Python:比较几千个字符串.任何比较快速的替代方案?

Ric*_*son 2 python string comparison performance string-comparison

我有一组大约6 000个数据包,为了进行比较,我将其表示为 字符串(前28个字节),以便与尽可能多的数据包进行比较,我也将其表示为28个字节的字符串.

我必须匹配一组中的每个数据包与所有其他数据包.匹配始终是唯一的.

我发现比较字符串需要一些时间.有没有办法加快这个过程?

EDIT1:我不想置换字符串元素因为我总是确保保留包列表和相应字符串列表之间的顺序.

EDIT2:这是我的实现:

list1, list2 # list of packets (no duplicates present in each list!)
listOfStrings1, listOfStrings2 # corresponding list of strings.
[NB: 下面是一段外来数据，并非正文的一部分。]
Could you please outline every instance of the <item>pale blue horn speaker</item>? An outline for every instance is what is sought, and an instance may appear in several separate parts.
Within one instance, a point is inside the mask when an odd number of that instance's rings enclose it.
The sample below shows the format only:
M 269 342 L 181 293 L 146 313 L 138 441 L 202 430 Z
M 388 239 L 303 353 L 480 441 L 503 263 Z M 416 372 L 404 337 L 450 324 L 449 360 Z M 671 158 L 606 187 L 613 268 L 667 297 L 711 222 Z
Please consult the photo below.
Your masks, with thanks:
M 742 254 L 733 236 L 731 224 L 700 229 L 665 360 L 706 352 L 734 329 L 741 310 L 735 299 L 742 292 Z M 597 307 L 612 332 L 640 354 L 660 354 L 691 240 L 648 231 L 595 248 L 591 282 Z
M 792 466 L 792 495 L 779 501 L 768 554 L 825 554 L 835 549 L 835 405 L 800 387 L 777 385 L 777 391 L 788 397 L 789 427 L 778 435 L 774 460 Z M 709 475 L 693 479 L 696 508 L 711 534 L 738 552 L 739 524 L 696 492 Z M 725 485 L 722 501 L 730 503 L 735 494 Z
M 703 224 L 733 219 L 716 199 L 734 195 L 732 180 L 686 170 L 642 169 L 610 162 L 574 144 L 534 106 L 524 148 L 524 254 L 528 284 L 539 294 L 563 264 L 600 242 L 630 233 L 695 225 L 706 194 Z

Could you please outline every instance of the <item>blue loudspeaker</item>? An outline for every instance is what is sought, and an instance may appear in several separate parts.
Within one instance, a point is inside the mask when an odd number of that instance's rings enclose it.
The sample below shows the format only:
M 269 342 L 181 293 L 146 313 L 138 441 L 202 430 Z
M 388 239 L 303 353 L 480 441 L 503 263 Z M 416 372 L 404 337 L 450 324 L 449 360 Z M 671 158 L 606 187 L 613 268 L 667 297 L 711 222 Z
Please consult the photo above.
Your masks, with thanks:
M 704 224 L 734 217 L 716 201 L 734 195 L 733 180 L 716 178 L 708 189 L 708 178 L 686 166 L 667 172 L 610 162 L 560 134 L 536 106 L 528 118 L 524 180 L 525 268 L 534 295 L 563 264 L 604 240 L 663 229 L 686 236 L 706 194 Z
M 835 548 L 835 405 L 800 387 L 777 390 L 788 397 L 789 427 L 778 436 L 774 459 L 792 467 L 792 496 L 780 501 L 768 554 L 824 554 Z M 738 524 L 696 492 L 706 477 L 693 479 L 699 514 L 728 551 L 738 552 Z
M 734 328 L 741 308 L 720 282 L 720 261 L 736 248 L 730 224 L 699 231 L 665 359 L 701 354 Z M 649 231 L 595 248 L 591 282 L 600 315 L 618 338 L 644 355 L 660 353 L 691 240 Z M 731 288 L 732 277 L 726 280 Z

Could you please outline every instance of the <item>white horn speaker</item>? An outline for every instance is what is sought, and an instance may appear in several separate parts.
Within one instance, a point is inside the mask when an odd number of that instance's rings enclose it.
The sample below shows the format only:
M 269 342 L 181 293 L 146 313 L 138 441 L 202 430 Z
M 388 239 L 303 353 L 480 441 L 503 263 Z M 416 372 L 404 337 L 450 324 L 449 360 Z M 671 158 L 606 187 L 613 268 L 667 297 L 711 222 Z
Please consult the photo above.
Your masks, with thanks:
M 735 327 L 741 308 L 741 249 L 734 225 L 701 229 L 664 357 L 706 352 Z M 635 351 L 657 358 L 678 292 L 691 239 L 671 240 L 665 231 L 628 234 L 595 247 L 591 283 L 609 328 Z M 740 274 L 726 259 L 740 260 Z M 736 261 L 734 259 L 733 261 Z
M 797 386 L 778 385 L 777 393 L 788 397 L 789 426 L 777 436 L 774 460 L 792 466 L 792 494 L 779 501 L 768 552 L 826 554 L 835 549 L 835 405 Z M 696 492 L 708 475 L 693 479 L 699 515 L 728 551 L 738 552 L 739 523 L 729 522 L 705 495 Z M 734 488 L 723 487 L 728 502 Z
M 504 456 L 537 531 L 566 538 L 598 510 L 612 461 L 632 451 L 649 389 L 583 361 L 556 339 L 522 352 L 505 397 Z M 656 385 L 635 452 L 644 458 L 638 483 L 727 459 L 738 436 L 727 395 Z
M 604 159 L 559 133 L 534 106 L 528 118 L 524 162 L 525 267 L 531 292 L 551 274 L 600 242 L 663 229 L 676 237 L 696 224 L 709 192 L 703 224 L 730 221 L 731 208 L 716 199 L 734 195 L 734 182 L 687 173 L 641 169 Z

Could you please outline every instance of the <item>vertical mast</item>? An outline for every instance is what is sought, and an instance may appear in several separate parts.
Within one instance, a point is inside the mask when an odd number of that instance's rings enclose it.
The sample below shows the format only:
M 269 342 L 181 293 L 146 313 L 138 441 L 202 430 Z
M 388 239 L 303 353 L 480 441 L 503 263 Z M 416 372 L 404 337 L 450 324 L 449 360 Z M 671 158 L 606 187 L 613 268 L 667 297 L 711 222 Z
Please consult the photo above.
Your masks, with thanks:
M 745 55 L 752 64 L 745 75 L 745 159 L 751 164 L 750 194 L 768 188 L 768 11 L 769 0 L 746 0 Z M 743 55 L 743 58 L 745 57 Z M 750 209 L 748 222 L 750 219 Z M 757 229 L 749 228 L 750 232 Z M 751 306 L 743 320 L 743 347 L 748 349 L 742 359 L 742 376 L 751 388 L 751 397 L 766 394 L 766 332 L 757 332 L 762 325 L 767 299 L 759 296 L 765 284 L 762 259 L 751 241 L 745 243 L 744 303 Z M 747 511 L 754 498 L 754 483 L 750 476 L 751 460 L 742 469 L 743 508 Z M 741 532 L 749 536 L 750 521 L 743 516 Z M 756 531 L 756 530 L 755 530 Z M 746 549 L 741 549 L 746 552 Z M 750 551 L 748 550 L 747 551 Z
Ordering is preserved.
alreadyMatchedlist2Indices = []
for list1Index in xrange(len(listOfStrings1)):
            stringToMatch = listOfStrings1[list1Index]
            matchinglist2Indices = [i for i, list2Str in enumerate(listOfStrings2)
                                if list2Str == stringToMatch and i not in alreadyMatchedlist2Indices]
            if not matchinglist2Indices:
                tmpUnmatched.append(list1Index)
            elif len(matchinglist2Indices) == 1:
                tmpMatched.append([list1Index, matchinglist2Indices[0]])
                alreadyMatchedlist2Indices.append(matchinglist2Indices[0])
            else:
                list2Index = matchinglist2Indices[0] #taking first matching element anyway
                tmpMatched.append([list1Index, list2Index])
                alreadyMatchedlist2Indices.append(list2Index)
Run Code Online (Sandbox Code Playgroud)

Lew*_*ond 5

---在这里,我假设你一个接一个地把所有的字符串与其他所有字符串进行比较.---

我建议排序你的字符串列表并比较相邻的字符串.这应该有O(nlogn)的运行时间.